У меня была возможность проверить взгляды российского правительства на Украину и готовность к конструктивным переговорам по поводу конфликта, когда я встретился с Николаем Патрушевым, секретарем Совета безопасности России, который был влиятельной фигурой в Кремле. Его роль в администрации президента России была более близка к роли советника по национальной безопасности США, чем роль посла Ушакова в качестве советника президента по внешней политике. Как и Путин, Патрушев был бывшим офицером КГБ из Ленинграда. Фактически, оба человека впервые встретились во время работы в КГБ в Ленинграде в середине 1970-х годов. Патрушев перешел из КГБ в ФСБ в 1990-х годах и в итоге сменил Путина на посту директора ФСБ, когда Путин стал премьер-министром в 1999 году, а затем занял свой нынешний пост в Совете Безопасности в мае 2008 года.

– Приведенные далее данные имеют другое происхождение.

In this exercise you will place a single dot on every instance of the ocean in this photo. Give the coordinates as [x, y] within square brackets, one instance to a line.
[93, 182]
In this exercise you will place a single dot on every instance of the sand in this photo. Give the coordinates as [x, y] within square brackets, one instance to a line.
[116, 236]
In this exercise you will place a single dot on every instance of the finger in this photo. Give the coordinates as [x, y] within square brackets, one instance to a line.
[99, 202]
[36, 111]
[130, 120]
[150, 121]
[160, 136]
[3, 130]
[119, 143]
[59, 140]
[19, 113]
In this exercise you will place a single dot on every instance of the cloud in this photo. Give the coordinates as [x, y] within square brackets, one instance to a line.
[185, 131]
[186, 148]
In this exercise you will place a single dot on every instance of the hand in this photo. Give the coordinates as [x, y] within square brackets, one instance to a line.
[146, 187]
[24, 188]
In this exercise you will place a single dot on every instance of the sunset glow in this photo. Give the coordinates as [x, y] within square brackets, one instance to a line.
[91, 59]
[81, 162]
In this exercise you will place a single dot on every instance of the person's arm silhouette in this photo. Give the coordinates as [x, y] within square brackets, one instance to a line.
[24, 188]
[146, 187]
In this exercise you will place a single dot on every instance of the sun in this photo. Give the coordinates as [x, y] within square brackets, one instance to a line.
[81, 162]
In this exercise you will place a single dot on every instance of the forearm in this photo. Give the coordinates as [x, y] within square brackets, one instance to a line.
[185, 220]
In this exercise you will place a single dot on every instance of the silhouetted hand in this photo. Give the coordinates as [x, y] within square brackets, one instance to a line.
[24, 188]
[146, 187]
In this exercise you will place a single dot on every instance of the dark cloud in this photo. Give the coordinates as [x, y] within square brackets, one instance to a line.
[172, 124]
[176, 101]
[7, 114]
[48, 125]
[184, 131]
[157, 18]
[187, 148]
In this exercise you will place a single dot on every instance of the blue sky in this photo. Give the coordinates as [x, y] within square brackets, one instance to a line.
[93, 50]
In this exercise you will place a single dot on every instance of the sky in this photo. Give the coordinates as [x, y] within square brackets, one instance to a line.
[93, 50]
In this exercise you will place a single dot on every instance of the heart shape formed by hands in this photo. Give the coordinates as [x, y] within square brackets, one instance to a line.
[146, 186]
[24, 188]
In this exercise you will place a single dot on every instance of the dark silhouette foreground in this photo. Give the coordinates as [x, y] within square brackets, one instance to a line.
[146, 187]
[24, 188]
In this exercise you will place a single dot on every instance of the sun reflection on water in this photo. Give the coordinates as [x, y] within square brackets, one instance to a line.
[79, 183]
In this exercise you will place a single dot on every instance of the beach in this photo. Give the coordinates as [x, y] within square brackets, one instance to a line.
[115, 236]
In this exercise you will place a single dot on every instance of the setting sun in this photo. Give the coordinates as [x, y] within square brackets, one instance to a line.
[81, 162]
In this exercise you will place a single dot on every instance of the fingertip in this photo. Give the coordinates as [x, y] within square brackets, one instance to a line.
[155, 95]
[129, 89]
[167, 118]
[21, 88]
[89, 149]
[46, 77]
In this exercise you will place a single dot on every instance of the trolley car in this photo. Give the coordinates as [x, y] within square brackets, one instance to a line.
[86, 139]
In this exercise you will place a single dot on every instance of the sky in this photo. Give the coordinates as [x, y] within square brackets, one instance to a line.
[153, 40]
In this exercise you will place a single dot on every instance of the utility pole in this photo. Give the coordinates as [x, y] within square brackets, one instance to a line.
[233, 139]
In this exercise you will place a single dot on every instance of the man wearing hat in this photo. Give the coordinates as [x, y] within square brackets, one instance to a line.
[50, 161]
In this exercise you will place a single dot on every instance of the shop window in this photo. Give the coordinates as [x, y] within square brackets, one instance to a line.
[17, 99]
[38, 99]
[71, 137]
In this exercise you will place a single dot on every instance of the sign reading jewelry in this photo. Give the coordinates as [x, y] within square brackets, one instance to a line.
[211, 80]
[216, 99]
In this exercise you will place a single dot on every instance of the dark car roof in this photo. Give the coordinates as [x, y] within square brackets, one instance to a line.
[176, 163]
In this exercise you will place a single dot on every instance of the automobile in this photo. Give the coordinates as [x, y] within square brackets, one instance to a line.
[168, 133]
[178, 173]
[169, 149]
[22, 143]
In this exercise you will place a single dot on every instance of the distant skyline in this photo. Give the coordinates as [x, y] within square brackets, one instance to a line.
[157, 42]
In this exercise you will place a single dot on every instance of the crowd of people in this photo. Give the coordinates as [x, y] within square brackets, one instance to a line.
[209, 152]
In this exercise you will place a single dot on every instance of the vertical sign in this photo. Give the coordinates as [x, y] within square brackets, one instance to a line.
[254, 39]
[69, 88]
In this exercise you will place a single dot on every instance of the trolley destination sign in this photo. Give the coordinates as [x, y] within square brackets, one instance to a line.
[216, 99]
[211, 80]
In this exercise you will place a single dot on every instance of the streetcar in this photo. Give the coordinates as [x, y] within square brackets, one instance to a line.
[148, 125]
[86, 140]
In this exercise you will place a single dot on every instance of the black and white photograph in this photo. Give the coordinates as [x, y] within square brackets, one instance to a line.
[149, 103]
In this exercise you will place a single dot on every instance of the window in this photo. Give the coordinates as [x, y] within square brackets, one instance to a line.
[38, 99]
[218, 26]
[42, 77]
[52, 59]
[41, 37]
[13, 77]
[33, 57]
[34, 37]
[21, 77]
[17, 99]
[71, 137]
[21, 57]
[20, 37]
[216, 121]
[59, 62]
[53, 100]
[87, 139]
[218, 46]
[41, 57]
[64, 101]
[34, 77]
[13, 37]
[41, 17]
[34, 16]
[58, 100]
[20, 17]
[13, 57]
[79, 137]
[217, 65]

Помимо самого Путина, Патрушев был квинтэссенцией силовиков - в переводе "люди силы" или "силовики" - в России. Силовики - это люди, обычно прошедшие подготовку в службах безопасности или разведки, например, в КГБ/ФСБ, СВР (внешняя разведка), ГРУ (военная разведка) или ФСО (Федеральная служба охраны, которая имеет некоторое сходство с Секретной службой США, но является более влиятельной и тесно связана с Путиным). Эти люди сохраняют свое пугающее влияние и после того, как покидают официальные посты в правительстве, чтобы создать себе богатую жизнь. Но меня и моих коллег в Госдепартаменте больше всего беспокоило то, чем они занимались внутри российского правительства.

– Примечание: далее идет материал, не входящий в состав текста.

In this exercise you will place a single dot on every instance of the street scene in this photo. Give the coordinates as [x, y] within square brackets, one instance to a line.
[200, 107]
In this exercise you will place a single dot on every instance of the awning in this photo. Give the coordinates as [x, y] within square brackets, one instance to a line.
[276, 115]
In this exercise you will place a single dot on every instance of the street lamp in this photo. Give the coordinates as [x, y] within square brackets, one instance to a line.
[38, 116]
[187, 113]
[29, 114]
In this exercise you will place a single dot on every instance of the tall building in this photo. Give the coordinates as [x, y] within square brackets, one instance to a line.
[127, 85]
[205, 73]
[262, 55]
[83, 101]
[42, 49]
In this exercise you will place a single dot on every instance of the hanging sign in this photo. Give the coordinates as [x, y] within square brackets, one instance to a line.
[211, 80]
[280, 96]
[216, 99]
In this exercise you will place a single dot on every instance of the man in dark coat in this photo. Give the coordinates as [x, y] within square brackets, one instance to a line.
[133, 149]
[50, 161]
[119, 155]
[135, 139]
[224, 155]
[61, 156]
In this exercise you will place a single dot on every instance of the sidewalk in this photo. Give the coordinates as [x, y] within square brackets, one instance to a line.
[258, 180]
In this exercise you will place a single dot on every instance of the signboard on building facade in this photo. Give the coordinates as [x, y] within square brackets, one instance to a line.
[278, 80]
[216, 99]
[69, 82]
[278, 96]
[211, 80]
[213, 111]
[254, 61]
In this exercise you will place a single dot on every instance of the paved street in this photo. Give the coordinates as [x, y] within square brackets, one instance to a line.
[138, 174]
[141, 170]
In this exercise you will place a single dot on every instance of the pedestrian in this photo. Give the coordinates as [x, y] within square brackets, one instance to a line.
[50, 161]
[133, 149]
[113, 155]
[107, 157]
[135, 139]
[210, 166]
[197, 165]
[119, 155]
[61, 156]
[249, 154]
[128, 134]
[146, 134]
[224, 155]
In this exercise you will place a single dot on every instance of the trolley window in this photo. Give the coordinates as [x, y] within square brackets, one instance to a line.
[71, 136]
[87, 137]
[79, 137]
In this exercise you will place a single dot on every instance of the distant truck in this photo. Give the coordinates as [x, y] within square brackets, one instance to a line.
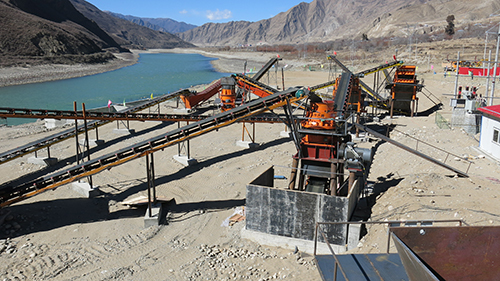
[452, 65]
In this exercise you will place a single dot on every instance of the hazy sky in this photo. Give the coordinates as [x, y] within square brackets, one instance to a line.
[198, 12]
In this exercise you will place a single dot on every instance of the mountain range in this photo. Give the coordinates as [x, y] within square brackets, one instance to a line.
[326, 20]
[64, 31]
[160, 24]
[69, 31]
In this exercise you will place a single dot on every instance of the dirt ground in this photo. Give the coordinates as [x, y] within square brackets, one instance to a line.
[59, 236]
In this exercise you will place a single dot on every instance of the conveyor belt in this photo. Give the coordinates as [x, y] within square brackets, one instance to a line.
[265, 68]
[371, 93]
[380, 68]
[53, 139]
[342, 94]
[411, 150]
[193, 99]
[260, 89]
[12, 194]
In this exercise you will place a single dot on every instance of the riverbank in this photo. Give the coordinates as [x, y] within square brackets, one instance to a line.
[10, 76]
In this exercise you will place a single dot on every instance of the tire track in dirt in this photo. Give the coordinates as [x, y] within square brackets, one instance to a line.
[42, 263]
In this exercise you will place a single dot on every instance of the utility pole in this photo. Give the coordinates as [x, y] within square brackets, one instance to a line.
[456, 75]
[495, 69]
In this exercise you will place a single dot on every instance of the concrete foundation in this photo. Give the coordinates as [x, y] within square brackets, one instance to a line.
[289, 243]
[120, 108]
[124, 131]
[469, 122]
[293, 214]
[92, 142]
[154, 219]
[285, 134]
[42, 161]
[85, 189]
[184, 160]
[247, 144]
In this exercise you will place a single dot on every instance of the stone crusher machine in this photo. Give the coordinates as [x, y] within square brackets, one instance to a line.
[325, 144]
[318, 190]
[404, 90]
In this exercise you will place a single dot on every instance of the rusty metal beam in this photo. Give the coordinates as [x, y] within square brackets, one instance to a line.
[411, 150]
[455, 253]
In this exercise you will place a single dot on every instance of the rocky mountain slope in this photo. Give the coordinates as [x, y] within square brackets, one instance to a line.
[127, 33]
[324, 20]
[49, 30]
[159, 24]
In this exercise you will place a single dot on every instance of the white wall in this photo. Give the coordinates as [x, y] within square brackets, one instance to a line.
[486, 142]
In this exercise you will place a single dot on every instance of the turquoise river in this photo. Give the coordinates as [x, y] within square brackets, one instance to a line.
[155, 74]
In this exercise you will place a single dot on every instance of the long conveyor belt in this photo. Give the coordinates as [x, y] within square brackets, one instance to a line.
[371, 93]
[66, 134]
[400, 145]
[265, 68]
[254, 84]
[362, 73]
[12, 194]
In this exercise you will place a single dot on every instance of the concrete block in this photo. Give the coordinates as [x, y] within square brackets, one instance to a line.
[42, 161]
[154, 219]
[85, 189]
[123, 131]
[92, 142]
[54, 123]
[354, 232]
[183, 111]
[285, 134]
[184, 160]
[120, 108]
[247, 144]
[289, 243]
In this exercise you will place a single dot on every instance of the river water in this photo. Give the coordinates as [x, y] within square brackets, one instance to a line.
[155, 74]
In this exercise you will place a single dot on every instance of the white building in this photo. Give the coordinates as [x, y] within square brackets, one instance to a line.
[489, 140]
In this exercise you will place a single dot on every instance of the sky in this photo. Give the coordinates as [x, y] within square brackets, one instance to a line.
[198, 12]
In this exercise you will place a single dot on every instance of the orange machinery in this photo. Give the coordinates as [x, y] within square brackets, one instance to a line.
[404, 90]
[325, 141]
[228, 93]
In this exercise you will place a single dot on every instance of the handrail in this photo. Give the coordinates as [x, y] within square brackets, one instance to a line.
[337, 263]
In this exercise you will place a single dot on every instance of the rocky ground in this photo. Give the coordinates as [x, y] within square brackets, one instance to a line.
[59, 236]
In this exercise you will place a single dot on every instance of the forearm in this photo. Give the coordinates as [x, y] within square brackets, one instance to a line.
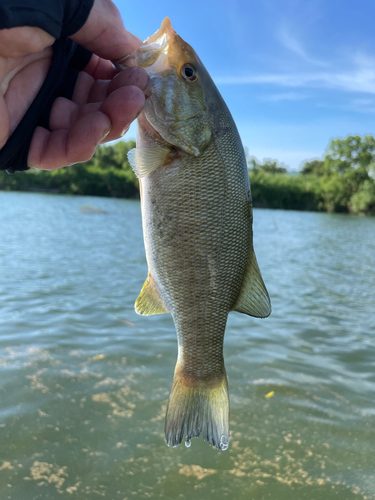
[56, 17]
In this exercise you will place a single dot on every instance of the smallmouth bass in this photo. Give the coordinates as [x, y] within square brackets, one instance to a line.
[197, 225]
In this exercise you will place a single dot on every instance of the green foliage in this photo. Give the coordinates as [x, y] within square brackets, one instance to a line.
[270, 166]
[313, 167]
[108, 173]
[286, 191]
[343, 182]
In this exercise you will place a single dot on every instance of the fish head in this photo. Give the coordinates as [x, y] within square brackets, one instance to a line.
[176, 106]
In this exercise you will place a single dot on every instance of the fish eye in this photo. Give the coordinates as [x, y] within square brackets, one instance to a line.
[189, 73]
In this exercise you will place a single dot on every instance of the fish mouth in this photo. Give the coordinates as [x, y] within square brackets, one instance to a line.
[152, 55]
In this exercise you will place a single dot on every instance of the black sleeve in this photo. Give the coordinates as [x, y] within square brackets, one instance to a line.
[68, 59]
[59, 18]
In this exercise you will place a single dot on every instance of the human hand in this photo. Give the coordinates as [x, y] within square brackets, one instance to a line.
[104, 101]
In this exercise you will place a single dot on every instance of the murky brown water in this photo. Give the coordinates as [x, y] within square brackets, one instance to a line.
[84, 381]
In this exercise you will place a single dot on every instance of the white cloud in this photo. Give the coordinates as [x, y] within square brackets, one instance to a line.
[360, 78]
[284, 96]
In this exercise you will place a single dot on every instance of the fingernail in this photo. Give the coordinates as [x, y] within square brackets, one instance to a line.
[107, 131]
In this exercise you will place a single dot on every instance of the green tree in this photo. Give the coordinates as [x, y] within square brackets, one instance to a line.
[348, 164]
[314, 167]
[270, 166]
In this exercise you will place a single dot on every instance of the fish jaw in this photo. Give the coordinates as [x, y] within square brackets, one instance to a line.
[175, 107]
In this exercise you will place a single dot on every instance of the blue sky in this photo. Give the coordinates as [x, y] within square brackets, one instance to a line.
[294, 73]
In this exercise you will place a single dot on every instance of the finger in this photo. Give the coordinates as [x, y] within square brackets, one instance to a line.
[65, 113]
[122, 107]
[88, 89]
[130, 76]
[52, 150]
[101, 68]
[104, 33]
[4, 122]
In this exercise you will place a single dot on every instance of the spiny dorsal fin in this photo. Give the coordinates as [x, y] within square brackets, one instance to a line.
[144, 160]
[149, 301]
[253, 298]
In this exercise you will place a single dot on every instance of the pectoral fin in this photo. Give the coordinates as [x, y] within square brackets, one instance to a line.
[253, 298]
[149, 301]
[144, 160]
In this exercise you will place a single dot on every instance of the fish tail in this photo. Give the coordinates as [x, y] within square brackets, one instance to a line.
[197, 407]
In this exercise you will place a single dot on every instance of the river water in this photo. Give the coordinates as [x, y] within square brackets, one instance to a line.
[84, 381]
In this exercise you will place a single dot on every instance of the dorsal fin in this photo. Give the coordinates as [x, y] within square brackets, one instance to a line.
[253, 298]
[149, 301]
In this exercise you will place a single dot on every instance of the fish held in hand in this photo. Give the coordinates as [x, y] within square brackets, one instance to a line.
[197, 225]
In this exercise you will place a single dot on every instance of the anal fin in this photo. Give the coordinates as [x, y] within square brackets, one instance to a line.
[149, 301]
[253, 298]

В ближнем кругу Путина были силовики, и Патрушев был одним из самых влиятельных в этой небольшой группе. Он имел влияние не только благодаря своему опыту долгой службы в КГБ/ФСБ и близким личным отношениям с Путиным, начиная с их юности в Ленинграде, но и благодаря своей должности секретаря Совета безопасности России. Все решения, касающиеся безопасности в России, в широком смысле, включая конфликт в Украине, проходили через него к президенту. Таким образом, он был или мог быть вовлечен в решение всех важных вопросов в России в любой момент времени.

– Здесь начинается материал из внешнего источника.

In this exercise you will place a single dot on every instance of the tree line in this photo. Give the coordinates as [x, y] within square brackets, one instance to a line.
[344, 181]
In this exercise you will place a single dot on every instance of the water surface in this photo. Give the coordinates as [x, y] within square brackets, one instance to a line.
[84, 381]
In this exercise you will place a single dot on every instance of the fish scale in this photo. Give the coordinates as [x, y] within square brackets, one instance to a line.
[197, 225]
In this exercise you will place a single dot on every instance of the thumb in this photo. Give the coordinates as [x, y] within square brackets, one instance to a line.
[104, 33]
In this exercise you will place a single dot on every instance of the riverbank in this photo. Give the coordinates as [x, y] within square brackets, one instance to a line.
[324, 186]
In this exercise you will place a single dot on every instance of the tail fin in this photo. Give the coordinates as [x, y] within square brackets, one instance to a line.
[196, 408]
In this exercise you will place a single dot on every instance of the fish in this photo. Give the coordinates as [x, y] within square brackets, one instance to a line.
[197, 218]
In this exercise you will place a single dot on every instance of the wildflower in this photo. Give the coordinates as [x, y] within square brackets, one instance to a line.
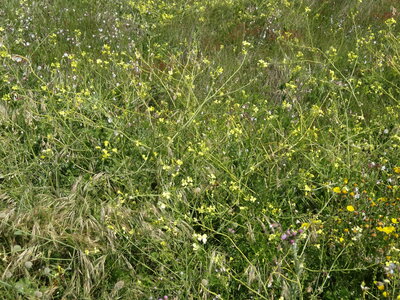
[387, 229]
[337, 190]
[380, 285]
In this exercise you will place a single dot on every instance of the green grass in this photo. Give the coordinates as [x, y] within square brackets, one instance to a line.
[199, 149]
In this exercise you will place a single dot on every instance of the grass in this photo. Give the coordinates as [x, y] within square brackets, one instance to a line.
[199, 149]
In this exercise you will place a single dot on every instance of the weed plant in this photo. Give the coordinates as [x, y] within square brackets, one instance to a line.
[211, 149]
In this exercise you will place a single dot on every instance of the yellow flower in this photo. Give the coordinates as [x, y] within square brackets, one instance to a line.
[387, 229]
[337, 190]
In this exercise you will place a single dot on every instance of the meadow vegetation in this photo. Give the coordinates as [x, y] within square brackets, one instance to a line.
[210, 149]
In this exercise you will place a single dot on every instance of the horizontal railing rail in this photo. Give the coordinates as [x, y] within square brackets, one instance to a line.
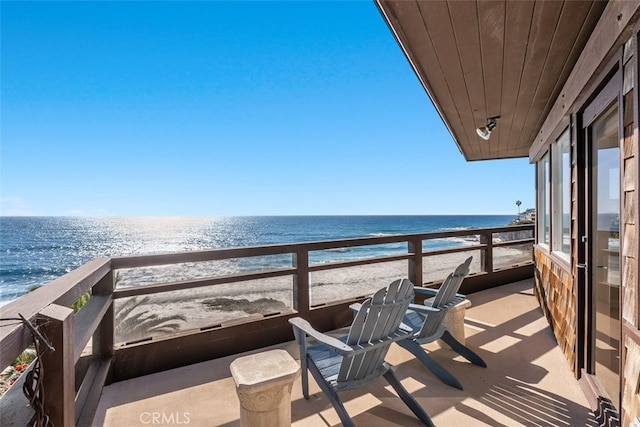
[94, 324]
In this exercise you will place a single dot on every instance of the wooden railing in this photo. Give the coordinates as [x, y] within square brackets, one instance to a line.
[85, 357]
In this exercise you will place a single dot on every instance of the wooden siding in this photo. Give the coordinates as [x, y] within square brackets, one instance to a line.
[629, 215]
[556, 293]
[631, 375]
[479, 59]
[629, 245]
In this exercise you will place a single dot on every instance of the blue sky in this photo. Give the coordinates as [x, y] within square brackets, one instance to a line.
[226, 108]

Моя первая встреча с Патрушевым 4 февраля была короткой. Он не говорил по-английски, а я почти не понимал по-русски, поэтому необходимость перевода замедлила темп беседы. Вначале он выразил желание улучшить отношения с Соединенными Штатами, но сказал, что это произойдет только в том случае, если США изменят все аспекты своей вредной и опасной политики в отношении Российской Федерации. Эта политика, добавил он, в любом случае никогда не приведет к успеху в подрыве России. Что касается ситуации в Украине, то он не уступил ни дюйма. Он настаивает на том, что конфликт является внутренним делом Украины и возник в результате нелегитимного переворота в феврале 2014 года. Если Соединенные Штаты хотят разрешить конфликт в Украине, то должны поговорить с нашими клиентами в Киеве, которые его начали.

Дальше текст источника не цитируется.